4. You don't really remember what it feels like to be single.
I see a lot of articles about how being single is actually the best time of your life, but I hope that's not true, because I haven't been single since middle school, and that was definitely not the best time in my life.
But in all seriousness, I know about as much about being single as I do about flirting. Since I have no desire to kiss strangers and I'm perfectly capable of participating in girls' nights by simply not bringing my boyfriend along, I'm not exactly sure what I'm missing.
5. You live vicariously through your friends' love lives.
I'm absolutely happy in my own relationship, and I fully intend to live the rest of my life without feeling the butterflies of first love again (because the security of longtime love is so much more satisfying). But hearing other people talk about their butterflies is one of my favorite activities. And on the flip side, while I'm very happy to have zero relationship disaster stories of my own, I'm always open to participate in a juicy round of ex-bashing on someone else's behalf. Watching other people's romantic rollercoasters is so much better than experiencing one of my own.
6. You get a little judgmental about relationship lengths.

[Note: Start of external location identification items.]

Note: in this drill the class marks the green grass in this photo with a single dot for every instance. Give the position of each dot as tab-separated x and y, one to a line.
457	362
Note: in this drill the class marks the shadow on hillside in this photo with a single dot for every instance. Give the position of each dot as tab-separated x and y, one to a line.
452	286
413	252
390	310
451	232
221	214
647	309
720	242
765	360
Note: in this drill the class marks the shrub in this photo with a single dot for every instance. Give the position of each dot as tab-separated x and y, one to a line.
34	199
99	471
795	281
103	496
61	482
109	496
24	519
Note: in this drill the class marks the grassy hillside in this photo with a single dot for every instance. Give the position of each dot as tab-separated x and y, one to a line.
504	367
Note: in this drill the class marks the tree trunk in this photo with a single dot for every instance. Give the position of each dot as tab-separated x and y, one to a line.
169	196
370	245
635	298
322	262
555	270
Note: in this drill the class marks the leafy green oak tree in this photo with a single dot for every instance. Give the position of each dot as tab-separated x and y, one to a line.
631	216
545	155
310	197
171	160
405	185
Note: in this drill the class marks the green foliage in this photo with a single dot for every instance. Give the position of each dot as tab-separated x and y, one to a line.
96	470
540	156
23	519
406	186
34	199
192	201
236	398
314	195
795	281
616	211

I'm not proud of it, but I roll my eyes when I see couples gushing about their eternal love after having dated for a whopping six months. I try not to be smugly superior about my own longer relationship, since it's not as if I earned it—I was just lucky, and that doesn't make me better than anyone else.
But I'm not going to lie, sometimes it feels good to raise my eyebrows at newly-formed couples who assume their tally count in months is impressive.

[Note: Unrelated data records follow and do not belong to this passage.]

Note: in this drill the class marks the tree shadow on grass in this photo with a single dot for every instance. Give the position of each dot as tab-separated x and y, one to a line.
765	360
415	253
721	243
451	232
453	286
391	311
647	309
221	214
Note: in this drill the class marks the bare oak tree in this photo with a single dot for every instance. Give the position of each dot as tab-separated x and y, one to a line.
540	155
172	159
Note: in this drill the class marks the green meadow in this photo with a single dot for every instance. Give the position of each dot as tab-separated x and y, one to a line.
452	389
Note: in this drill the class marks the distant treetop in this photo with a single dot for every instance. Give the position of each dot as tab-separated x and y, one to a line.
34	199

7. You go out of your way to make sure people know you as an individual.
I've been part of a unit for a long time. My relationship is a huge part of my identity—the same way all my other long-term friend and family relationships have imprinted on me. But I don't ever want people to think of me as half a person. You can invite me to something without my boyfriend, or vice versa. You can be friends with one of us and not the other. You can treat us as individuals, because we are. We're just individuals who team up on most of life's projects.
8. You're protective of your friends in relationships.
I know what a healthy, supportive relationship looks like. I know that good guys exist, because I spend a lot of my time with one. I know romance isn't dead, because I've gotten a lot of roses and emotional support in the past five years.
I'm not about to let my friends settle for less.
9. You can't imagine life without your best friend.
For the past five years, my boyfriend has celebrated every milestone and mourned every disappointment in my life alongside me. I know him better than I know anyone else, and I'm confident he feels the same way about me. I tell him everything, from the trivial things I do each day to the deep secrets I've never shared with anyone else. He truly is my equal partner in everything I do, and I can't remember ever being without him. I don't want to.